A un mese esatto dalla tua elezione, il 12 luglio scorso, a Madre Generale della nostra Congregazione, il mio cuore torna a riempirsi di gioia e gratitudine. Non è solo il ricordo di una data storica per la nostra Famiglia religiosa, ma per me è anche il segno vivo di un’amicizia e di un cammino condiviso.
Abbiamo trascorso insieme i giorni speciali e indimenticabili del noviziato. Siamo state formate, amate e custodite sotto la materna cura di sr. Anna Piu, nostra maestra di noviziato. Madre Carla era spesso con noi a Frascati: pochi minuti di macchina separavano Casa Madre da Casa Nazareth, dove abbiamo vissuto il nostro noviziato. Con noi trascorreva lunghe ore per offrirci lezioni, ma soprattutto era attenta e premurosa nell’ascoltarci personalmente, nel condividere momenti di fraternità e di gioia. Non sono mancate giornate di svago immerse nella natura o visite alla Città Eterna. In ogni momento il suo unico intento era trasmettere l’amore di un Dio che si è fatto uomo nella quotidianità, donando pace e serenità.

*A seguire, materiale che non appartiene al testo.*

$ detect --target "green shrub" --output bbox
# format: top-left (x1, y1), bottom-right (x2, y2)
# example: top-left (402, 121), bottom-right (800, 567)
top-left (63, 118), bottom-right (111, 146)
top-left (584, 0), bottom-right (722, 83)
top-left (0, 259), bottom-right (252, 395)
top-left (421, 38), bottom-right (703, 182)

La nostra giovinezza è stata forgiata da due grandi figure carismatiche: madre Carla Borgheri e sr. Anna Piu. La loro testimonianza, unita alla preghiera quotidiana e alla meditazione della Parola di Dio, ha posto le fondamenta di ciò che oggi il Signore ti chiede. Come ricorda il salmista: «Lampada per i miei passi è la tua parola, luce sul mio cammino» (Sal 119,105).
Sr. Loreda, ti ricordo timida, ma decisa e coraggiosa nel fare il tuo cammino. Hai capacità di ascoltare con attenzione, incoraggiare con parole semplici ma profonde, trasmettere entusiasmo e portare avanti il nostro carisma: «L’amore di Dio fino ai confini della terra». Non ti fermi, ma sproni ciascuna di noi a vivere con passione la missione ricevuta.
Vederti oggi, a un mese dalla tua elezione, guidare la Congregazione mi riempie di speranza. So che continuerai con lo stesso spirito con cui madre Carla ci voleva: umiltà, dedizione e un cuore interamente affidato al Signore. Come ricorda Papa Francesco: «Il vero potere è il servizio» (Omelia, 24 marzo 2013), e ancora: «Chi governa deve essere come chi serve» (cfr. Lc 22,26).
Dal profondo del cuore ti auguro che questo servizio sia ricco di abbondanti grazie, di amore e di unità, come hai espresso sin dal primo giorno della tua elezione fra tutta la Famiglia religiosa. Ti porto nella mia preghiera, chiedendo al Signore di donarti luce per discernere, forza per guidare e consolazione nei momenti più impegnativi, ricordando la promessa del Deuteronomio: «Il Signore stesso cammina davanti a te, sarà con te, non ti lascerà e non ti abbandonerà; non temere e non scoraggiarti» (Dt 31,8).
Cristo, Buon Pastore, ti precede e ti accompagna: in Lui troverai sempre pace, forza e gioia. E possa risuonare in te la fiducia di santa Teresa di Lisieux: «Per me la santità consiste nel fare la volontà di Dio e nell’essere sempre ciò che Egli vuole».